Royalist remanents might choose New Orleans, for some strange reason, but if they're already in the position of being driven off to New Orleans in the first place then they aren't going to be able to keep the city.

New Orleans was the target of concentrated and explicit American desire for decades. Britain knows this, because the US was on the edge of an Anglo-American alliance of OTL. France knew this, because the US told them so in trying to buy the city. New Orleans is the geopolitical linchpin in American westward expansion and security west of the Appalachians, and the US and everyone else knows it.
 
I'd like to throw French Guiana as a contender... sure, it too is a swamp with nasty bugs and hostile natives, an inconducive climate and encroached upon by another European power, but it's damn close to those Caribbean possessions (apparently a paramount need when deciding where to relocate an exiled court to) and at least its not subject to hurricanes. And there's an Isle Royale right off the coast, perfect for Roi Louis to set up shop on....

My point has not been to argue that Quebec City is the ideal spot or would have been chosen, but to raise it's viability in this thread, since it was seemingly dismissed out-of-hand early on. I really believe a strong argument can be made for it (thanks for your supporting comments Dean), just as an argument for N.Orleans can be made. So until someone states "I choose this one and therefore it will unfold like this" it should be considered.
 
Just an idea: assuming that everything goes as IOTL, New Orleans going to the Spanish, French Canada being lost to the British, the American independence happening on time, but the only divergence is a POD between 1788 and 1799 that allows the court to flee France. If the French royals had decided to go to a colony, where could they have gone in this situation?
 
I'd like to throw French Guiana as a contender... sure, it too is a swamp with nasty bugs and hostile natives, an inconducive climate and encroached upon by another European power, but it's damn close to those Caribbean possessions (apparently a paramount need when deciding where to relocate an exiled court to) and at least its not subject to hurricanes. And there's an Isle Royale right off the coast, perfect for Roi Louis to set up shop on....

My point has not been to argue that Quebec City is the ideal spot or would have been chosen, but to raise it's viability in this thread, since it was seemingly dismissed out-of-hand early on. I really believe a strong argument can be made for it (thanks for your supporting comments Dean), just as an argument for N.Orleans can be made. So until someone states "I choose this one and therefore it will unfold like this" it should be considered.

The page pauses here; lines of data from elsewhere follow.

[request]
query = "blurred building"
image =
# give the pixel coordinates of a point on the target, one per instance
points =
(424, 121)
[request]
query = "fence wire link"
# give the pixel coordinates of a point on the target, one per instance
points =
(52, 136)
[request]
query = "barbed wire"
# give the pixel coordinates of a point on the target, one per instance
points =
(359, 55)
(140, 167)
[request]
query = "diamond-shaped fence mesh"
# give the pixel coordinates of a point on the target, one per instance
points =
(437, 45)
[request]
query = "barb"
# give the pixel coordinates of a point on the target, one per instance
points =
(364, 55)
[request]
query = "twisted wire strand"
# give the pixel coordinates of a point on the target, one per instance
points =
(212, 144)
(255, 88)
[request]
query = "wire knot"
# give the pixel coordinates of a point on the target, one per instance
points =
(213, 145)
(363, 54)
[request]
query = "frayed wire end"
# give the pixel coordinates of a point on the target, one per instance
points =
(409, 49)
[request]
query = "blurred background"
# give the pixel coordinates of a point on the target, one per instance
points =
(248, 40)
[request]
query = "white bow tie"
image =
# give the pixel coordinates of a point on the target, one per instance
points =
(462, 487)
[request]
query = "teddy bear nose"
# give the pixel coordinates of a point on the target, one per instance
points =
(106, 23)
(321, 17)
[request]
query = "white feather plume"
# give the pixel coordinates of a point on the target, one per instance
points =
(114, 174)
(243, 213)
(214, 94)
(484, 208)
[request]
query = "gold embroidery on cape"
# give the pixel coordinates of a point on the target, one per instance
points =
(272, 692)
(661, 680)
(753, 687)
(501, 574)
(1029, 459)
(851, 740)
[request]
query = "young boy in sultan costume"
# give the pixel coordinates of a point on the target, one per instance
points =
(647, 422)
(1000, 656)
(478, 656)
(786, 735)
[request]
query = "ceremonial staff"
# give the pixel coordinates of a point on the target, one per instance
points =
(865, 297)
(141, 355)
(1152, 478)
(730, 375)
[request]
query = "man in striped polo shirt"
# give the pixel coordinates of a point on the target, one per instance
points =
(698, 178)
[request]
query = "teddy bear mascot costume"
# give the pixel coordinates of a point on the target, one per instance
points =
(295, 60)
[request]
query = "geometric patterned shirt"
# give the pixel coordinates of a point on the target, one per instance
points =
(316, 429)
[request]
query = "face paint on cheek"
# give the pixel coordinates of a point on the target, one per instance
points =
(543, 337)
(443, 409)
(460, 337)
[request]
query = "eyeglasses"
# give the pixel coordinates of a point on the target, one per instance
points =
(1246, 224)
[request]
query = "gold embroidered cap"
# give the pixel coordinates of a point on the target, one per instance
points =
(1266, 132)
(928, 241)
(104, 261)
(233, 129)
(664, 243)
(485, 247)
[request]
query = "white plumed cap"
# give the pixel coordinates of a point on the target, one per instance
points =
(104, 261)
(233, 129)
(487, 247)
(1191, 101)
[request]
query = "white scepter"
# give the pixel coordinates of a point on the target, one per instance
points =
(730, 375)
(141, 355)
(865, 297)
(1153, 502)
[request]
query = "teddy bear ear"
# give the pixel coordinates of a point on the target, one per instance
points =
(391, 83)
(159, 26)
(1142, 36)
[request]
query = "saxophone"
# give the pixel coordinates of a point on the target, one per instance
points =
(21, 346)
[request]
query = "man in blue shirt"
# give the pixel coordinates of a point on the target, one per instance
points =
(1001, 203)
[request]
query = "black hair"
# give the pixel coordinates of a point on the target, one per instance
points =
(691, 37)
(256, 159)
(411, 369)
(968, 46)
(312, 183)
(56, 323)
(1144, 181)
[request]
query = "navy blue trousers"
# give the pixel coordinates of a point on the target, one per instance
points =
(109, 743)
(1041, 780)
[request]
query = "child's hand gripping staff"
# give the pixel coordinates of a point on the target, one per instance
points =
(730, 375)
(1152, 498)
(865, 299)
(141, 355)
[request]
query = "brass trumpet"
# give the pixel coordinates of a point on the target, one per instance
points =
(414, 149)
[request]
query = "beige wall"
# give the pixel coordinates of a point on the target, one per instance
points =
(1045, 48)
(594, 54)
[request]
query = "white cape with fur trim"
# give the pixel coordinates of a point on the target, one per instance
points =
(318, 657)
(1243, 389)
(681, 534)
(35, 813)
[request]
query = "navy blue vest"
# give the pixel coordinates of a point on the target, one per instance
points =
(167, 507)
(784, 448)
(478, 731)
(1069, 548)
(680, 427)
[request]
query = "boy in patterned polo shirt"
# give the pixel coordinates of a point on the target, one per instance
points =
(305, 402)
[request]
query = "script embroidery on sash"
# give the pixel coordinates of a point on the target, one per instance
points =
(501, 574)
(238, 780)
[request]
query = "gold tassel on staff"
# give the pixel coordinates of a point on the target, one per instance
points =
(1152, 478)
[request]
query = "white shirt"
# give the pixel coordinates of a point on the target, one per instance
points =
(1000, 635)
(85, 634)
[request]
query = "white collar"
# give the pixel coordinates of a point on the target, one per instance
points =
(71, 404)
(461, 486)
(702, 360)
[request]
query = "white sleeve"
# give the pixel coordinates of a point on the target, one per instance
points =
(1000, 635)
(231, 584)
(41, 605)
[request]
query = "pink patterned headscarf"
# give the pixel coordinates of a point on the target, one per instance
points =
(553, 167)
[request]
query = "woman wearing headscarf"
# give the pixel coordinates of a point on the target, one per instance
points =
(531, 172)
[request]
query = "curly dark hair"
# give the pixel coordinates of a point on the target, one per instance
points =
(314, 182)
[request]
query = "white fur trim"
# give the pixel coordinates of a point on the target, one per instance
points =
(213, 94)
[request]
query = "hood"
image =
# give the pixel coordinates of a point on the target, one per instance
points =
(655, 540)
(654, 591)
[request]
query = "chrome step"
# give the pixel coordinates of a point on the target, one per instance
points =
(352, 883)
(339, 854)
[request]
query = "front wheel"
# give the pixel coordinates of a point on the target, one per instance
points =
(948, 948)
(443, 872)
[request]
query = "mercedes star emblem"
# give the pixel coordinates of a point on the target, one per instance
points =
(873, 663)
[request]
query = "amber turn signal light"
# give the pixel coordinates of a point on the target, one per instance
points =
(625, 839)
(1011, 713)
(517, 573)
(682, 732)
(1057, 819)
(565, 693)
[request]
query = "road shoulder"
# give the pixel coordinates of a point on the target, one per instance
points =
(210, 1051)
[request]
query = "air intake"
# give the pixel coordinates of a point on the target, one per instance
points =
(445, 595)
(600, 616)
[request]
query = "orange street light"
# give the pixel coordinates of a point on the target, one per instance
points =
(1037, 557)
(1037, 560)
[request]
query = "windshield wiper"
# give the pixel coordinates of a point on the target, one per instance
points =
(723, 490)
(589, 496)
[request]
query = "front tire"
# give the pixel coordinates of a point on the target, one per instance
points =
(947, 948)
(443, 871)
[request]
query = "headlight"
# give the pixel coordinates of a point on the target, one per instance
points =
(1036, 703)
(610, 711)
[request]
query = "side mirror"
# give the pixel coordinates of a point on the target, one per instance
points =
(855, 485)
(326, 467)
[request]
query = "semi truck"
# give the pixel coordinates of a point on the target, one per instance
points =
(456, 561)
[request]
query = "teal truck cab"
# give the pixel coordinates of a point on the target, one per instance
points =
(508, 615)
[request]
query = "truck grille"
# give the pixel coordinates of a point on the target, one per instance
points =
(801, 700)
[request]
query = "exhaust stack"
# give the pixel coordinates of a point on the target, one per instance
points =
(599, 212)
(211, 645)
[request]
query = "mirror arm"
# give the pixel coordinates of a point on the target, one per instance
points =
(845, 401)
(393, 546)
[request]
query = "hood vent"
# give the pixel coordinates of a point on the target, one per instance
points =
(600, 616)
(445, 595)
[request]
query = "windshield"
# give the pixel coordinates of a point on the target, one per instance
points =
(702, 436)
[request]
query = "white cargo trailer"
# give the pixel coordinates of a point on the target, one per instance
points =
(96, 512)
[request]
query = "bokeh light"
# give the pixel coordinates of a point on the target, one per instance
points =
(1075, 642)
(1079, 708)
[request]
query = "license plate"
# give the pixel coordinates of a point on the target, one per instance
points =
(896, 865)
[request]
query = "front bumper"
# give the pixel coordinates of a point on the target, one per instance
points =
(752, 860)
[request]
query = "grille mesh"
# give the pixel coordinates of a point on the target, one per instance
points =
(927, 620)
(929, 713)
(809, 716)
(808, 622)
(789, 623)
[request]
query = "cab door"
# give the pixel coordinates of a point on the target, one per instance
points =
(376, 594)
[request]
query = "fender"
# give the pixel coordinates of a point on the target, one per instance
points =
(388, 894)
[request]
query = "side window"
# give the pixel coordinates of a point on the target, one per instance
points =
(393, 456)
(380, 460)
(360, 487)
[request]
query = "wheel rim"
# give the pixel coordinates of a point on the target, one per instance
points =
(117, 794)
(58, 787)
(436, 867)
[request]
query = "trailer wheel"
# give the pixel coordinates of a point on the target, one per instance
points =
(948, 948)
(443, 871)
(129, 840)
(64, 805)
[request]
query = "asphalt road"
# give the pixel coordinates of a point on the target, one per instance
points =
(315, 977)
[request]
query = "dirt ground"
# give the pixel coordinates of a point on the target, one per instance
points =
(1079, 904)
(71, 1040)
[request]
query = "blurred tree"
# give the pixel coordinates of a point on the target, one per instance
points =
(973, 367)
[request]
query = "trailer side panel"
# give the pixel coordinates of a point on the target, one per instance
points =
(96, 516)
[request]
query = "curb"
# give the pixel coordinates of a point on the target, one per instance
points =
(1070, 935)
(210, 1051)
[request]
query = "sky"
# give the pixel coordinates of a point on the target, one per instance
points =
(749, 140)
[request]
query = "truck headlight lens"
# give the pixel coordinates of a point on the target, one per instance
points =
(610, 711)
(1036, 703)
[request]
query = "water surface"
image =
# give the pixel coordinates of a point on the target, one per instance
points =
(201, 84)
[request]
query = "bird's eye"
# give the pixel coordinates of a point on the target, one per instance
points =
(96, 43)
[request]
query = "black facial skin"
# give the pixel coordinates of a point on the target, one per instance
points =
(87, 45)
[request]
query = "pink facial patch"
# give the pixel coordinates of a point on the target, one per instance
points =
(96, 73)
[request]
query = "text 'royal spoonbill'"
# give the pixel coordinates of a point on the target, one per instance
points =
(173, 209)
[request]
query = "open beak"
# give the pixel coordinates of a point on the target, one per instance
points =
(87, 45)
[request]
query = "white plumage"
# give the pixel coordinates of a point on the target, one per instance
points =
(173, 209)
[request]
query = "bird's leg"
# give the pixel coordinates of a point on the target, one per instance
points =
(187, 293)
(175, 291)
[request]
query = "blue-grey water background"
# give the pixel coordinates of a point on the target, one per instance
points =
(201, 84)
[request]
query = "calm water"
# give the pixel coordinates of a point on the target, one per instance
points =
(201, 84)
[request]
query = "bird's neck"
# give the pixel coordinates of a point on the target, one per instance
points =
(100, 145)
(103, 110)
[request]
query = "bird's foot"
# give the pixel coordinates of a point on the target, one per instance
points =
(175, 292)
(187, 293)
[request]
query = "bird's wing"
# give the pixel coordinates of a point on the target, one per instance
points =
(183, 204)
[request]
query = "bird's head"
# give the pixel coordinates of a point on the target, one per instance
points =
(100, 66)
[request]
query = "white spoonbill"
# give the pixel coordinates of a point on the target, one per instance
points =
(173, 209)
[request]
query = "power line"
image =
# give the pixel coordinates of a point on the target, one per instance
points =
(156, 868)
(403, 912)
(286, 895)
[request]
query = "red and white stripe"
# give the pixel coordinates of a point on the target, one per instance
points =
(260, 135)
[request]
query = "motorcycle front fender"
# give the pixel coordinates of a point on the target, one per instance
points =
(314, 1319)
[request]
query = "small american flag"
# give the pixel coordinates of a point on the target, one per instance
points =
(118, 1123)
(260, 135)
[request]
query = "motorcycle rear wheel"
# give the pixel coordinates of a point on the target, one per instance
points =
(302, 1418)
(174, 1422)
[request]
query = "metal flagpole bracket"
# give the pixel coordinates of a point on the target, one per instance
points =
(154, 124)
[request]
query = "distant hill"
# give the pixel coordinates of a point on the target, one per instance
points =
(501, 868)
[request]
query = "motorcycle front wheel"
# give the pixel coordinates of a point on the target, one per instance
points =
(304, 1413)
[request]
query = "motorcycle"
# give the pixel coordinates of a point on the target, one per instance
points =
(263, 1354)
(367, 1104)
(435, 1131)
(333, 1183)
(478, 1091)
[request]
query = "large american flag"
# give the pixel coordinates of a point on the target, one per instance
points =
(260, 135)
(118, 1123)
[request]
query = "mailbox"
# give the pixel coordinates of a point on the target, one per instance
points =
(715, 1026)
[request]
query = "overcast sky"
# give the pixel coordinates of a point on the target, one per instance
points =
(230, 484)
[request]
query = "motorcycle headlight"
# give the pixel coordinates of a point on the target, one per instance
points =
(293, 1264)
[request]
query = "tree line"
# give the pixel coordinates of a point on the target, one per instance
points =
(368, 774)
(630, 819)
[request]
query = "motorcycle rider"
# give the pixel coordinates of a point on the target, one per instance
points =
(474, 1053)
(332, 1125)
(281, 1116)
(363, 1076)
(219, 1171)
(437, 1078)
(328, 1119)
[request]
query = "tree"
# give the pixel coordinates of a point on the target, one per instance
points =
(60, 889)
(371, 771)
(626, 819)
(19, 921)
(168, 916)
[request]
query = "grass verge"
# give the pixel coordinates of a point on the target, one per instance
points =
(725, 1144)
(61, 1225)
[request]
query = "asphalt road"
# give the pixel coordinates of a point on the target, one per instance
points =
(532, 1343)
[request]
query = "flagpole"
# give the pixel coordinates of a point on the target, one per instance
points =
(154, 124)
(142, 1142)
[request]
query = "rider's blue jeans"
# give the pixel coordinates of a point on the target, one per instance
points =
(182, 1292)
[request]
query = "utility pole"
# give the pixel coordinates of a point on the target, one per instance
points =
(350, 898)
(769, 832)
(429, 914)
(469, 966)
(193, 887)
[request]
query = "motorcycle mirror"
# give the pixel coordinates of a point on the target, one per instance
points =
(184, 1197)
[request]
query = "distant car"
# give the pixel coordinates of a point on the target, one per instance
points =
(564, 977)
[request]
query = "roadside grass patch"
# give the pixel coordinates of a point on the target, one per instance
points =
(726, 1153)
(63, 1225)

I think Quebec is the 2nd-place contender, far above any 3rd, but I think the position of Quebec doesn't work. It's only real trade is fur, and it's adjacent to American and British power, both land and sea.
 
Just an idea: assuming that everything goes as IOTL, New Orleans going to the Spanish, French Canada being lost to the British, the American independence happening on time, but the only divergence is a POD between 1788 and 1799 that allows the court to flee France. If the French royals had decided to go to a colony, where could they have gone in this situation?
Martinique/Guadaloupe, I'd say - the sugar profits would keep them in fine form for awhile.

Or Guiana, but it was REALLY marginal; it didn't even become a penal colony until after the Restoration.
 
I think Quebec is the 2nd-place contender, far above any 3rd, but I think the position of Quebec doesn't work. It's only real trade is fur, and it's adjacent to American and British power, both land and sea.
True enough, but N.Orleans trade is the potential for river-floated goods. And it's between the expansionist Americans and the Spanish, both land and sea. And there's almost no French population to support the Exiles in the area. That's why I put N. Orleans as 2nd place, at least in North America.

Truely I think Martinique would be the most likely candidate out of all colonies. Rich, well-established, isolated. In the end you could have a Monaco-like mini-state retaining the French Monarchy into modern times.